Wacholder räuchern

Juniperus communis

Auch Weckolder, Kranewitt, u.a.

Zypressengewächse, strauchartiger Baum

Vorkommen: Europa, Nordasien, Nordchina, Nordamerika, Nordafrika 

Verwenden zum Räuchern: Triebspitzen, Holz, Beeren

Merkmale und Besonderheiten

Der zylinderförmig wachsende Strauch oder Baum erreicht eine Höhe von bis zu 5 m. Die blaugrünen Blätter sind spitz, stechend und nadelartig. Die blauschwarzen Beeren benötigen 2-3 Jahre, um zu reifen. Wacholder prägt das typische Landschaftsbild der Lüneburger Heide und der schwäbischen Alb. Zum Räuchern verwenden Sie die Triebspitzen, das Holz und die Beeren.

Womit verträgt sich Wacholder beim Räuchern?

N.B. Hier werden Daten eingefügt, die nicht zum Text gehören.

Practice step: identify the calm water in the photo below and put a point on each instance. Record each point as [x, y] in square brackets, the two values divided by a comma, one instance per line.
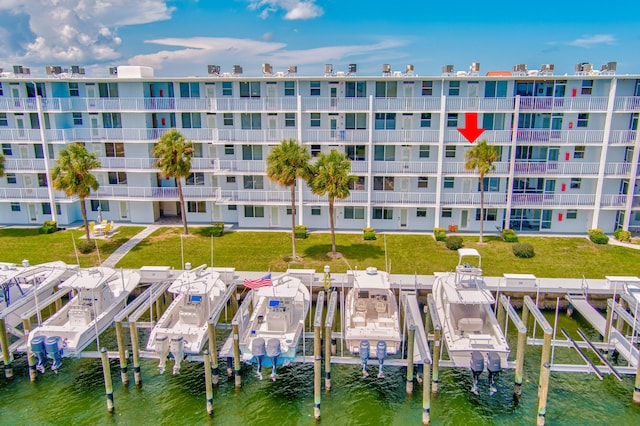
[76, 396]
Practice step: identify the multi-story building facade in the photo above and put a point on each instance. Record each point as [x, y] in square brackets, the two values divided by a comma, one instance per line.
[568, 146]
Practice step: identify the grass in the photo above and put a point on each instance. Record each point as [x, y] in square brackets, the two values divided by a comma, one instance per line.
[406, 254]
[17, 244]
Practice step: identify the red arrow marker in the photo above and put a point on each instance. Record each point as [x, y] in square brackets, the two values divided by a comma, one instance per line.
[471, 131]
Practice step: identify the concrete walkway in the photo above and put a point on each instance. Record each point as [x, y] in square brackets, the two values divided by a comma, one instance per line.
[121, 251]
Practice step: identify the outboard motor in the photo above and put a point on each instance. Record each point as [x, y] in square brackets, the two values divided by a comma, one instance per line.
[364, 356]
[493, 367]
[53, 345]
[38, 349]
[477, 365]
[381, 353]
[258, 350]
[273, 352]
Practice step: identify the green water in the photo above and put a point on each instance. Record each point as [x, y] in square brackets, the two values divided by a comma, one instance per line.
[76, 395]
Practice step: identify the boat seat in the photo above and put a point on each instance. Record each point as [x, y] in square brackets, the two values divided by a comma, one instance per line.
[470, 325]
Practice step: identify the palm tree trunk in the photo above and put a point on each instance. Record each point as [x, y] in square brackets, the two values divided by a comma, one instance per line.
[332, 226]
[182, 210]
[83, 211]
[293, 221]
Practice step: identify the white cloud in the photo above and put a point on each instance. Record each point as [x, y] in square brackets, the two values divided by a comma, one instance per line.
[295, 9]
[68, 31]
[589, 41]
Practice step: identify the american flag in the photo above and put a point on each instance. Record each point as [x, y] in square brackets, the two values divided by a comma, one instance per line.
[260, 282]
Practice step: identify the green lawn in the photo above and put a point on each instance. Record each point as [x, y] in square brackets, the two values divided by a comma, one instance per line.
[407, 254]
[17, 244]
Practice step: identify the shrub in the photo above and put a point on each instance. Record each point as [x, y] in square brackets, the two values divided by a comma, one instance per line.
[523, 250]
[369, 233]
[453, 242]
[301, 232]
[509, 235]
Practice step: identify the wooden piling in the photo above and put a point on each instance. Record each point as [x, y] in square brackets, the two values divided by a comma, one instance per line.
[137, 375]
[106, 369]
[6, 355]
[122, 354]
[207, 381]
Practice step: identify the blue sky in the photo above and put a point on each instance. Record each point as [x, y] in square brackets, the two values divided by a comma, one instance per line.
[179, 38]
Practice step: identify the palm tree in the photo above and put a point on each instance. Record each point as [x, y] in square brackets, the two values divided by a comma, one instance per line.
[72, 174]
[174, 155]
[331, 177]
[481, 158]
[286, 163]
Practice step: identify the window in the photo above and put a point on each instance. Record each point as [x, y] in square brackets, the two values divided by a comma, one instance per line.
[386, 89]
[253, 182]
[448, 182]
[355, 152]
[356, 89]
[77, 118]
[355, 121]
[196, 207]
[575, 183]
[490, 215]
[104, 205]
[425, 119]
[251, 152]
[385, 121]
[253, 211]
[289, 88]
[249, 89]
[250, 121]
[357, 185]
[454, 88]
[314, 88]
[384, 153]
[452, 119]
[583, 120]
[189, 90]
[74, 90]
[427, 88]
[111, 120]
[227, 88]
[382, 213]
[290, 119]
[108, 90]
[195, 178]
[117, 178]
[114, 149]
[383, 183]
[354, 212]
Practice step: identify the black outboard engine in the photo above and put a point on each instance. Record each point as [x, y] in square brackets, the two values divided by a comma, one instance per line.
[258, 350]
[364, 356]
[477, 365]
[381, 353]
[493, 367]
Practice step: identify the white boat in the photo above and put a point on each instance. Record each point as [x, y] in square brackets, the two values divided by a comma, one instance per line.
[271, 335]
[469, 327]
[372, 324]
[183, 328]
[98, 295]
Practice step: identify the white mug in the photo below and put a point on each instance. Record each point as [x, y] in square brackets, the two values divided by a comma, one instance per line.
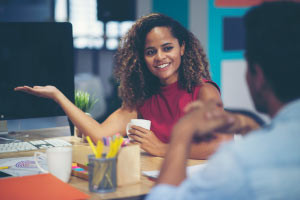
[138, 122]
[59, 161]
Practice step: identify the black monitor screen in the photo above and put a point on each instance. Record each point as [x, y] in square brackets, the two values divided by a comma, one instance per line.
[34, 54]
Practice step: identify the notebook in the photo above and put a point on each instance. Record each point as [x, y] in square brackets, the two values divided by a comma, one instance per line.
[37, 187]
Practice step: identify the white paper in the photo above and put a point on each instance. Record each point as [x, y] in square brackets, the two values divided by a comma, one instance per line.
[22, 166]
[189, 170]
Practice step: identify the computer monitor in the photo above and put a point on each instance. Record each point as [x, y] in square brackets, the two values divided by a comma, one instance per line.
[34, 53]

Der Duft verträgt sich gut mit Kampfer, Menthol, Bernstein, Salbei, Zeder, Rosmarin, Thymian,  weißem Copal, Copal im Maisblatt, Fichtenharz, Kiefernharz, Waldweihrauch, Weihrauch Somalia, Weihrauch grün.

Wirkung und Anwendung

Der fruchtige, süßlich-würzige Duft kann am besten den leicht angequetschten Beeren entlockt werden. Seine Inhaltstoffe kommen auch in Piniennadeln, im Majoran und Lorbeer vor. Sie reichern jeden Räucherung an, die wachmachen soll – der Name Wacholder ist bereits Programm. Er darf in keiner Haus- und Stallräucherung fehlen, da seine reinigende Kraft für eine neutrale, erfrischte Atmosphäre sorgt und als schwer und dicht empfundene Energien auflöst.

Kulturelle Hintergründe

Im Volksgauben herrschte die Überzeugung, dass die Zweige mit den starren und stechenden Nadeln Teufel, Hexen und andere böse Geister abwehren. Ein Wacholdersträußchen am Hut symbolisierte magischen Abwehrzauber gegen den Teufel. Die in den Frauendreißgern gesammelten Wacholderbeeren wurden zu Schnaps – wie Gin – gebrannt und kamen als Gegengift bei bösem Zauber zum Einsatz. In zahlreichen Traditionen und unterschiedlichen Regionen kam dem Wacholder immer eine antidämonische, bösen Zauber bannende Wirkung zu.